What kind of study was this?

This was a “meta-analysis,” which means it’s an analysis of all the research that’s been done on a particular topic. No original research is done in a meta-analysis. Instead, researchers search all the relevant journals for studies on a particular topic. Then they take the data from those studies and compare and combine them to summarize what all the research has to say on that topic.

What did researchers want to know?

In this meta-analysis, researchers wanted to know what all the existing research showed us about the effect of reducing dietary carbohydrate and increasing dietary protein on blood pressure.

What did the researchers actually do?

They searched all peer-reviewed scientific journals for studies related to protein intake and blood pressure. They also asked professionals in the field about which studies they considered most important.

They found 40 randomized controlled trials where researchers had one group eat more protein and fewer carbs, and another group eat a higher carbohydrate diet, and then compared changes in blood pressure afterward.

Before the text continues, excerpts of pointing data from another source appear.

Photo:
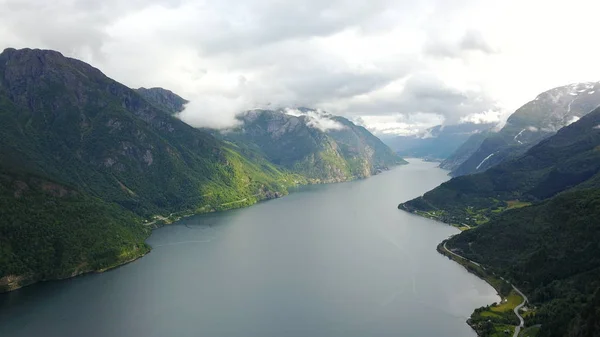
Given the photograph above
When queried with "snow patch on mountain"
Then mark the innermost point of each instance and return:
(317, 119)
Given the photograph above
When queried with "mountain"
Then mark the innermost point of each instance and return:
(163, 99)
(569, 159)
(85, 159)
(534, 221)
(466, 150)
(435, 143)
(550, 251)
(531, 123)
(317, 145)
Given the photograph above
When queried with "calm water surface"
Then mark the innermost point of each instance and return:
(329, 260)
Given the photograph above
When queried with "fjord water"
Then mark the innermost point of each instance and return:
(328, 260)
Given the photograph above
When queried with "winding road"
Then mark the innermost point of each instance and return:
(516, 309)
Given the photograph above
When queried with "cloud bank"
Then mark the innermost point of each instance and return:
(400, 66)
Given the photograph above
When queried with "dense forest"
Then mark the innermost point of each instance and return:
(88, 165)
(551, 251)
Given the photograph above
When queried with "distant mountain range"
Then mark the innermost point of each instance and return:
(531, 123)
(536, 223)
(89, 165)
(163, 99)
(436, 143)
(317, 145)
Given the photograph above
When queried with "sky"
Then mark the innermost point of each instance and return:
(397, 67)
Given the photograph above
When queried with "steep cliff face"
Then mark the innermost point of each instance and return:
(322, 147)
(531, 123)
(84, 159)
(163, 99)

They then used statistical methods to average out the change in blood pressure for the higher protein group compared with the higher carb group across all the studies.

What did the researchers find?

Compared to the higher carb groups, the higher protein groups had significantly lower blood pressure (“Significance” in scientific studies usually means that, statistically, it is very unlikely that if we were to do this study again that we would come up with drastically different results.).

They also found that blood pressure was reduced by generally the same amount whether the protein was from animals or plants.

What does this mean for parents and kids?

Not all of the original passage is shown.